While watching Alexandra Pelosi's gripping documentary about her mother Nancy, Pelosi in the House, on HBO, I flashed back to when I met Alexandra more than two decades ago at SXSW.
SXSW has a great softball tournament the Sunday after the festival ends. I played for the Media team for several years. One of my teammates picked me up that morning to drive to the softball field complex outside of Austin. Alexandra was with him in the car.
She was funny and brash, as she has shown throughout her career as a filmmaker. Pelosi in the House is her career peak, at least to this point. It's a great film that connects her family and inner workings of democracy in Congress.

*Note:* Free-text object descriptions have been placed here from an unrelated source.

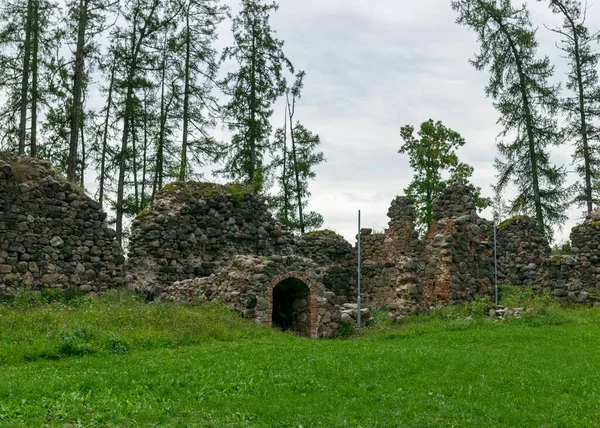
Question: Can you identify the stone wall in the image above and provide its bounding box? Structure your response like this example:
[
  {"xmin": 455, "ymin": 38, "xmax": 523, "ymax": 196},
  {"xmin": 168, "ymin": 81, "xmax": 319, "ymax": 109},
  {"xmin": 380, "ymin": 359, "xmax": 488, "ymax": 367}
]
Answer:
[
  {"xmin": 421, "ymin": 184, "xmax": 494, "ymax": 305},
  {"xmin": 496, "ymin": 216, "xmax": 550, "ymax": 286},
  {"xmin": 357, "ymin": 184, "xmax": 495, "ymax": 319},
  {"xmin": 127, "ymin": 182, "xmax": 294, "ymax": 296},
  {"xmin": 159, "ymin": 254, "xmax": 373, "ymax": 338},
  {"xmin": 529, "ymin": 210, "xmax": 600, "ymax": 303},
  {"xmin": 357, "ymin": 196, "xmax": 427, "ymax": 317},
  {"xmin": 570, "ymin": 211, "xmax": 600, "ymax": 288},
  {"xmin": 0, "ymin": 155, "xmax": 124, "ymax": 295},
  {"xmin": 293, "ymin": 230, "xmax": 356, "ymax": 299}
]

Alexandra shot some footage that day in Texas. I'm not sure if it was the year we won the championship, but I've never seen that or ever ran into her again. But I have followed her career, which includes such docs as Journeys with George and Fall to Grace.
Pelosi's film climaxes with the Jan. 6, 2021 insurrection, during which protesters called for her mother's death and looted her office. "I feel sick what [Trump] did to the Capitol and country today," Nancy said then. "All at the instigation of the President of the United States."
The Congress person is seen constantly on the phone and walking speedily past a gauntlet of reporters, usually answering with terse comments. She's a devout Catholic and granddmother (Alexandra's two boys play supportng roles). As an up-and-coming representative of San Francisco, she mentions wearing her hair long and sporting purple clothes like the hippies.
But Pelosi was no hippie. Raised in a political family (her father and brother were mayors of Baltimore), she would eventually become the two-time Speaker of the House and hence the most powerful women in America. Alexandra's portrait is spot on.